“About twenty years ago Matthew Arnold wrote a beautiful article on the purpose of criticism. According to his opinion, it is the purpose of criticism to find what is most important and good in any book whatever, wherever, and whenever written, and to direct the reader’s attention to what is important and good in them.
“Such a criticism seems to me indispensable in our time of newspapers, periodicals, books, and advertisements. Such a criticism is requisite for the future of the cultured world.
“Printing has for some time served as the chief instrument for the diffusion of ignorance among the well-to-do (the middle classes, especially the so-called new women).
“Books, periodicals, especially the newspapers, have in our time become great financial undertakings for the success of which the largest possible number of purchasers is needed. The interests and tastes, however, of the largest possible number of purchasers are always low and vulgar. For the success of the press it is necessary that the productions should respond to the demands of the great majority of the purchasers, that is, that they should touch upon the low interests and correspond to the vulgar tastes. The press fully satisfies these demands, which it is quite able to do, since among the number of workers for the press there are many more people with the same low interests and vulgar tastes as the public than men with high interests and refined taste.
“The worst thing about it is that the reading of poor works corrupts the understanding and taste. Good works can no longer be appreciated.

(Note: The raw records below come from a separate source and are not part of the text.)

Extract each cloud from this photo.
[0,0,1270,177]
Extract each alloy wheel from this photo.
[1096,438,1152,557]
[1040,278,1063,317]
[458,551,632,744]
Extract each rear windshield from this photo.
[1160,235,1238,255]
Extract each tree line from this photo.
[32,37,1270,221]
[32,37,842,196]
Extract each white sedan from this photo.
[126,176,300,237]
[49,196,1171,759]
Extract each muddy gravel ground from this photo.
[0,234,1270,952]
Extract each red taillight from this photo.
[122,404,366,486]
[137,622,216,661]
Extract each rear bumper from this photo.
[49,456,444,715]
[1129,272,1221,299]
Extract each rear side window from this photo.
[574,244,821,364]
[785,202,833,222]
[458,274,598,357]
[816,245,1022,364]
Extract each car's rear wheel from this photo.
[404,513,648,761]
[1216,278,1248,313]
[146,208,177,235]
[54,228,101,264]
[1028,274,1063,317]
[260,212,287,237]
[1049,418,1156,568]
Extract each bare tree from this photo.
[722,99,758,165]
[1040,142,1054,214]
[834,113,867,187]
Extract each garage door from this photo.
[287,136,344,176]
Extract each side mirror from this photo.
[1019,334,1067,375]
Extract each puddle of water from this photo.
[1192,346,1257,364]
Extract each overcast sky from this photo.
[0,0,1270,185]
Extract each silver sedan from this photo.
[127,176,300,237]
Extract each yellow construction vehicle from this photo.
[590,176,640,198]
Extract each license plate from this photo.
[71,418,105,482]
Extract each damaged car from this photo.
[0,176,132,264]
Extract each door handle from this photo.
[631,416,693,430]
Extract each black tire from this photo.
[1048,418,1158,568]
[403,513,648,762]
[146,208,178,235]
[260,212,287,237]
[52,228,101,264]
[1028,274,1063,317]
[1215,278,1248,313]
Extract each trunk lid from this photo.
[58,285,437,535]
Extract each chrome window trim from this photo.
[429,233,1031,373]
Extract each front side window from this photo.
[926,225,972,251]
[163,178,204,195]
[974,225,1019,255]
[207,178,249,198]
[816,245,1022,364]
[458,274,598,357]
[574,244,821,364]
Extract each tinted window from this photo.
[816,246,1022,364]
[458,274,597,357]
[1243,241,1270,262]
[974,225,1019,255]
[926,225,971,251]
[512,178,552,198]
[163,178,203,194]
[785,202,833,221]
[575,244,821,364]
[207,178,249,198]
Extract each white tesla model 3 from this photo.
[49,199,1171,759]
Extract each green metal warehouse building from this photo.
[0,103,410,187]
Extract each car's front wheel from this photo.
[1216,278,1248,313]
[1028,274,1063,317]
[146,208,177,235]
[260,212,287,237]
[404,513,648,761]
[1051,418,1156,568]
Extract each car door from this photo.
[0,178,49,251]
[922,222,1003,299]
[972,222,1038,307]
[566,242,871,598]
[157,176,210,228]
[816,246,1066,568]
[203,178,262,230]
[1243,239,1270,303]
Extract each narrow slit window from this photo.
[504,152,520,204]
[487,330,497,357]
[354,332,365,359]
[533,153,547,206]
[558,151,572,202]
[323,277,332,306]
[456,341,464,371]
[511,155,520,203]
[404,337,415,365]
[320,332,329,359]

“In proportion as newspapers, periodicals, and books become more and more disseminated, the value of what is printed falls lower and lower, and the class of the so-called cultured public sinks more and more into a most hopeless, self-contented, incorrigible ignorance....

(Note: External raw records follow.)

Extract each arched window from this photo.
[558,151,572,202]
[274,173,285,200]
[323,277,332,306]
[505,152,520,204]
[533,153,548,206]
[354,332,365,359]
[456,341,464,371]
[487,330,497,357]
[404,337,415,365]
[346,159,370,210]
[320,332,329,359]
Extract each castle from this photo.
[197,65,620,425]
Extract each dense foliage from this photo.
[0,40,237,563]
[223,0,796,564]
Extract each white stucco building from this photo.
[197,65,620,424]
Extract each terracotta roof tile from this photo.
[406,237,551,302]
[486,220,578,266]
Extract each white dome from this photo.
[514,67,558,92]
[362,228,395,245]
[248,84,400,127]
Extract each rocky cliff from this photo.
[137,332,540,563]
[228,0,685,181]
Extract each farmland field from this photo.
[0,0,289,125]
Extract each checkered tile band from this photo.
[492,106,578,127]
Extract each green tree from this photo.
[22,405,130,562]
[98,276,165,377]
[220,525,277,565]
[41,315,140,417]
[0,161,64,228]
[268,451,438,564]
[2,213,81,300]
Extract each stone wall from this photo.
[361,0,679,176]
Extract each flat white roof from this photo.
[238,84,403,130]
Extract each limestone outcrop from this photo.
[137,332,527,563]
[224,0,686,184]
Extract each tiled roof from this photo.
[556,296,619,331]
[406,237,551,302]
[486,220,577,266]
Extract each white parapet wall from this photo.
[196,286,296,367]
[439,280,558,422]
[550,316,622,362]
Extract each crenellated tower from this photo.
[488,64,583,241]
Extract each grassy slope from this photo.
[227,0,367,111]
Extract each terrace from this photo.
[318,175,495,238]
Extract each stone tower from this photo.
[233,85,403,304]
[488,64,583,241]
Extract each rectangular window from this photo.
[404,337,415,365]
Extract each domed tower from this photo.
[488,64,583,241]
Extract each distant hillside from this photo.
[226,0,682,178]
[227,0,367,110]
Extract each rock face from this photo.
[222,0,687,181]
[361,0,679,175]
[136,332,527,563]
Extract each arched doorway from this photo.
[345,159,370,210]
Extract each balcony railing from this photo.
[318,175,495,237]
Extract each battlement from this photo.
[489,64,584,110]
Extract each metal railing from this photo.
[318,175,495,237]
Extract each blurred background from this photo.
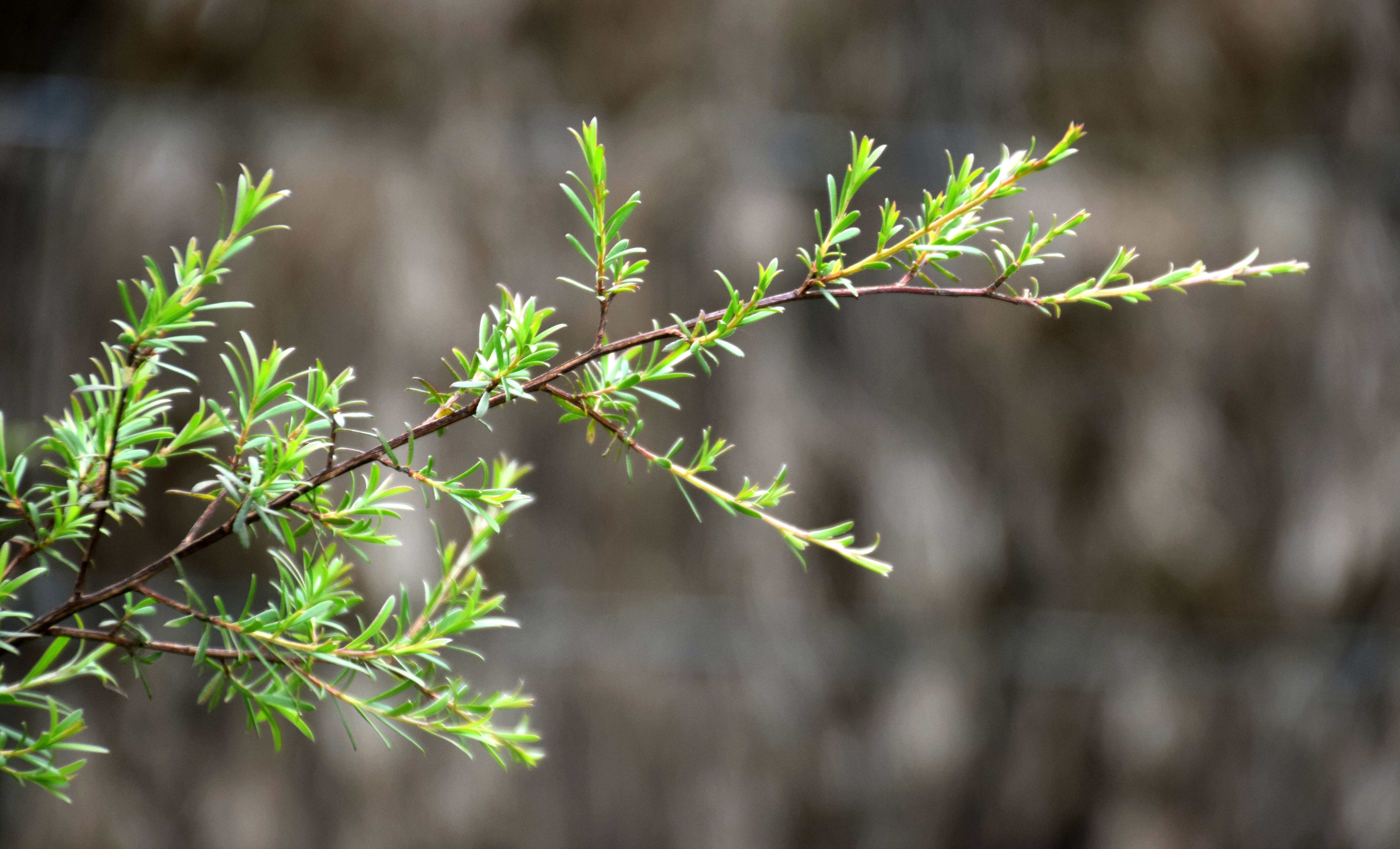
[0,0,1400,849]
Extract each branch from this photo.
[7,263,1306,642]
[73,350,141,600]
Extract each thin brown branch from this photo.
[181,496,220,546]
[594,296,613,347]
[10,276,1036,642]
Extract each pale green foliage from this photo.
[0,120,1306,794]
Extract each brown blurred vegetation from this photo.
[0,0,1400,849]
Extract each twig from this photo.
[7,259,1267,642]
[73,361,141,601]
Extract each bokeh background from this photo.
[0,0,1400,849]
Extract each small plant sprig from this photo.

“A striking example is that of the English prose writers. From the great Dickens we descend at first to George Eliot, then to Thackeray, to Trollope; and then begins the indifferent manufacture of a Rider Haggard, Kipling, Hall Caine, and so forth.
“Still more striking is this fall noticed in American literature. After the great galaxy, Emerson, Thoreau, Lowell, Whittier, and others, everything breaks off suddenly, and there appear beautiful editions with beautiful illustrations and with beautiful stories and novels which are impossible to read on account of absence of all meaning.

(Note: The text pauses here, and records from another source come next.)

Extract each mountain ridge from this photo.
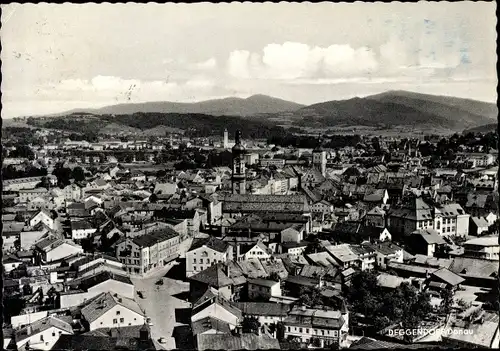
[51,94,304,117]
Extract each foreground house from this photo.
[116,227,180,275]
[195,334,280,351]
[284,306,349,347]
[15,316,73,350]
[82,292,145,330]
[186,237,233,277]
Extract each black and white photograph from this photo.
[0,1,500,351]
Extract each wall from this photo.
[191,303,238,328]
[10,311,49,329]
[89,279,134,299]
[16,327,70,350]
[89,305,145,330]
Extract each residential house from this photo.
[369,242,403,269]
[195,333,280,351]
[311,200,333,213]
[191,288,243,330]
[62,184,83,202]
[281,224,305,243]
[248,278,281,301]
[116,227,180,275]
[408,229,446,257]
[365,206,386,227]
[469,217,490,236]
[186,237,233,277]
[463,235,500,261]
[278,241,308,256]
[18,188,49,204]
[60,272,135,308]
[284,305,349,347]
[28,209,55,230]
[235,302,290,326]
[15,316,73,350]
[388,197,470,236]
[71,220,97,240]
[35,238,83,263]
[81,292,146,330]
[237,240,272,261]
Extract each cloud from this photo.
[28,76,221,104]
[191,57,217,70]
[228,42,378,80]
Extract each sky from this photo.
[0,2,497,118]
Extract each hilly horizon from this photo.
[18,91,498,134]
[50,94,305,117]
[289,91,498,131]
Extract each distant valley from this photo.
[14,91,498,135]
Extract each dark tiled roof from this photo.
[69,271,132,290]
[189,263,233,288]
[191,317,231,336]
[132,227,179,247]
[235,302,290,317]
[52,335,155,351]
[197,334,280,351]
[189,237,229,252]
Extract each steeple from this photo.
[313,134,326,177]
[232,130,246,194]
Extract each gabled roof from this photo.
[82,292,144,323]
[197,333,280,351]
[235,302,290,317]
[191,316,231,336]
[69,272,133,290]
[431,268,465,286]
[189,263,233,288]
[16,316,73,342]
[189,236,229,253]
[132,227,179,247]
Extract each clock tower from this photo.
[231,130,246,194]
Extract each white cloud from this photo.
[227,50,251,78]
[192,57,217,70]
[228,42,378,80]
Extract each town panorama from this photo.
[2,2,500,351]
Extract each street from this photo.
[131,266,189,350]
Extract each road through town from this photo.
[132,269,189,350]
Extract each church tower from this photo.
[223,129,229,150]
[313,137,326,177]
[231,130,246,194]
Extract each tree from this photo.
[241,316,260,334]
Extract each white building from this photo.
[15,316,73,350]
[29,209,55,230]
[248,278,281,300]
[82,292,146,330]
[186,237,233,277]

“The ignorance of the cultured crowd of our times has reached such a pass that great thinkers and writers of former times no longer satisfy the highly refined demands of new men (and new women).
“The last word of philosophy is the immoral, coarse, inflated, disconnected babbling of Nietzsche. Senseless, artificial conglomeration of words of decadent poems is regarded as poetry of the highest rank. The theatres give dramas, the meaning of which is not known to any one, not even to the author.”